Read more on the protests in Athens here

German Chancellor Angela Merkel told parliament Europe's fate was at stake in the most serious crisis in the single currency's history, and other euro zone countries could be hit unless the rescue for Greece succeeds.

European Monetary Affairs Commissioner Olli Rehn said it was vital to stop the crisis spreading beyond Greece. 'It's absolutely essential to contain the bushfire in Greece so that it will not become a forest fire and a threat to financial stability for the European Union and its economy as a whole,' he said.

Merkel, whose foot-dragging many analysts have blamed for aggravating the Greek crisis, told parliament the success of the rescue package would determine 'nothing less than the future of Europe - and with it the future of Germany in Europe'.

She made his comments during a debate on approving Berlin's €22 billion contribution to the emergency loans for Athens despite hostility among the German public.
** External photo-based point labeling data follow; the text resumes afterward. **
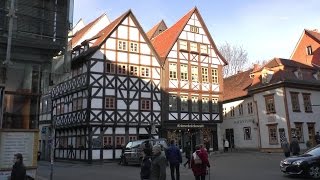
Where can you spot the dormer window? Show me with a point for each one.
(309, 50)
(298, 74)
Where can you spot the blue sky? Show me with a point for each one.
(265, 29)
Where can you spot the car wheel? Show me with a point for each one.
(314, 171)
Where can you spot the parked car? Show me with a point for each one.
(307, 164)
(133, 151)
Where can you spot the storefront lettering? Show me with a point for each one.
(190, 125)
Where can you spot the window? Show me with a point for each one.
(205, 104)
(214, 76)
(107, 142)
(225, 112)
(240, 109)
(247, 133)
(119, 142)
(273, 136)
(194, 73)
(110, 68)
(172, 102)
(183, 45)
(110, 103)
(145, 104)
(299, 132)
(250, 109)
(270, 108)
(215, 105)
(204, 74)
(295, 101)
(194, 29)
(195, 104)
(133, 47)
(309, 50)
(145, 72)
(184, 103)
(122, 45)
(122, 69)
(203, 49)
(184, 72)
(134, 71)
(193, 47)
(232, 111)
(173, 71)
(307, 102)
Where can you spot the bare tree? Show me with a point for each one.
(236, 56)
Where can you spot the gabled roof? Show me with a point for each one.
(236, 86)
(164, 42)
(154, 29)
(106, 32)
(286, 74)
(76, 38)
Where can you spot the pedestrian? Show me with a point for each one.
(188, 155)
(317, 137)
(285, 147)
(158, 164)
(199, 163)
(18, 169)
(145, 165)
(174, 157)
(226, 145)
(294, 146)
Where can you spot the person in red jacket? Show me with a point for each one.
(199, 163)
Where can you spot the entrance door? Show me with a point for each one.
(230, 137)
(311, 133)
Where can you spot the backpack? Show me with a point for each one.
(196, 158)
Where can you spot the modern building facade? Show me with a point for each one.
(114, 95)
(191, 81)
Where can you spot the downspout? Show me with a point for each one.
(287, 113)
(258, 125)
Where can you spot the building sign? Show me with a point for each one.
(243, 121)
(11, 143)
(190, 125)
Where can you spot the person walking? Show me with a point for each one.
(145, 165)
(294, 146)
(158, 164)
(199, 163)
(317, 138)
(18, 169)
(188, 155)
(174, 157)
(226, 145)
(285, 147)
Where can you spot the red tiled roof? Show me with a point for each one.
(237, 85)
(287, 73)
(83, 31)
(314, 34)
(153, 30)
(165, 41)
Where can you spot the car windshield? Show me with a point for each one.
(314, 151)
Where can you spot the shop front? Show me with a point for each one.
(192, 134)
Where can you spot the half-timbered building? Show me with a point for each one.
(191, 81)
(113, 97)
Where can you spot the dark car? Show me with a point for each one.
(306, 164)
(133, 151)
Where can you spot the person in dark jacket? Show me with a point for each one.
(174, 157)
(199, 163)
(158, 164)
(188, 155)
(18, 169)
(294, 146)
(145, 165)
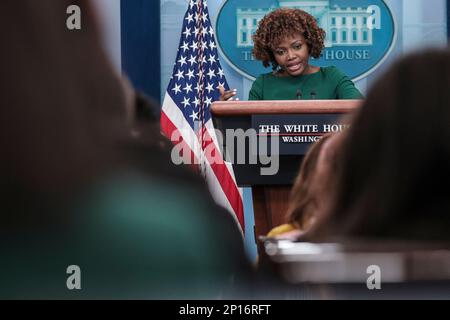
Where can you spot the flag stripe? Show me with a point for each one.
(222, 175)
(197, 76)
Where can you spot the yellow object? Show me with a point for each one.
(282, 229)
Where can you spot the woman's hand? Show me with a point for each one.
(227, 95)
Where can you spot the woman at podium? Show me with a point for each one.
(285, 39)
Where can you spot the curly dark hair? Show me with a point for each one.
(281, 23)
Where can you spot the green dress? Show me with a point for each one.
(327, 83)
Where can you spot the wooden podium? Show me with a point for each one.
(271, 192)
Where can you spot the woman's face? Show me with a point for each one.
(292, 54)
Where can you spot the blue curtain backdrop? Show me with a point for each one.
(140, 33)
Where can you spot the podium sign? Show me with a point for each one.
(296, 132)
(295, 124)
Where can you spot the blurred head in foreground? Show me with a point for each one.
(395, 161)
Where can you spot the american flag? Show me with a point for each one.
(185, 115)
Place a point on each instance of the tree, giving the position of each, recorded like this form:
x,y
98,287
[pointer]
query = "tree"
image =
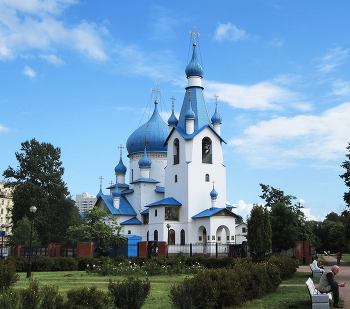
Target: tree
x,y
21,234
346,177
259,233
95,229
38,181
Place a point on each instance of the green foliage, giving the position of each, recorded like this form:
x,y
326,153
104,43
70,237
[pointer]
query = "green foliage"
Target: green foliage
x,y
20,234
346,176
8,276
259,233
38,181
86,298
95,229
129,294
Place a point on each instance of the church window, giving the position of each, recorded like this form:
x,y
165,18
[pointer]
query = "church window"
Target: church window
x,y
206,150
176,151
171,237
182,237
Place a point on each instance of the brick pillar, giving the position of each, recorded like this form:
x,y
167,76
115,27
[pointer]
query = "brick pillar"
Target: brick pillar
x,y
85,249
142,248
162,248
299,251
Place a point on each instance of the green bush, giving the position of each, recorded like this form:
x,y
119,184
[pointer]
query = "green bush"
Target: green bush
x,y
42,263
86,298
8,276
64,264
129,294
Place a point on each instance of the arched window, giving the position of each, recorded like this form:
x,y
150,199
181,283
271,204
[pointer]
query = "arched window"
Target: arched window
x,y
182,237
206,150
171,237
176,151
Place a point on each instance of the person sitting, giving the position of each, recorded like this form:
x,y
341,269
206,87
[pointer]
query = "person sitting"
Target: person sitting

Without the aid, a chain reaction threatened to destabilise the European and international financial system, she said.

European Central Bank governing council heavyweight Axel Weber gave a similar warning in a statement to parliamentarians, saying that a Greek default would pose a substantial risk to the stability of European monetary union and the financial system.

'There is a threat of serious contagion effects for other euro zone countries and increasing negative feedback effects for capital markets,' he said.

The head of the International Monetary Fund acknowledged the risk of the debt crisis spreading from Greece to other European countries but said he saw no real threat to the big euro zone states such as France and Germany.

'There is always a risk of contagion,' Dominique Strauss-Kahn said. 'Portugal has been mentioned, but it is already taking measures and the other countries are in a much more solid situation, but we should remain vigilant,' he said.

He criticised the 15 other euro zone governments for charging Greece a 5% interest rate on the loans, largely at Germany's insistence, saying they should have lent at the same rate as the IMF, which is more than half a point less.

Seeking to calm markets, Rehn said Spain did not need an aid mechanism of the kind created for Greece and he was not going to propose one. But he also said the deficit levels of all EU states were 'worryingly high'.

Despite official denials, many economists are convinced that Greece will have to restructure its debt, making private investors take a share of the pain.

Spain's prime minister, Jose Luis Rodriguez Zapatero, was forced to dismiss a market rumour yesterday that his country would soon ask for €280 billion in aid. Spain generates nearly 12% of the euro zone's output, almost five times more than Greece.

Concern that Greece's government will be unable to implement all the deficit-cutting measures agreed with the EU and IMF because of potential social unrest is one of the drivers of the euro zone turmoil.

Prime Minister George Papandreou presented an austerity bill to parliament yesterday which foresees €30 billion in new savings through deep cuts in wages and pensions and a hike in sales tax.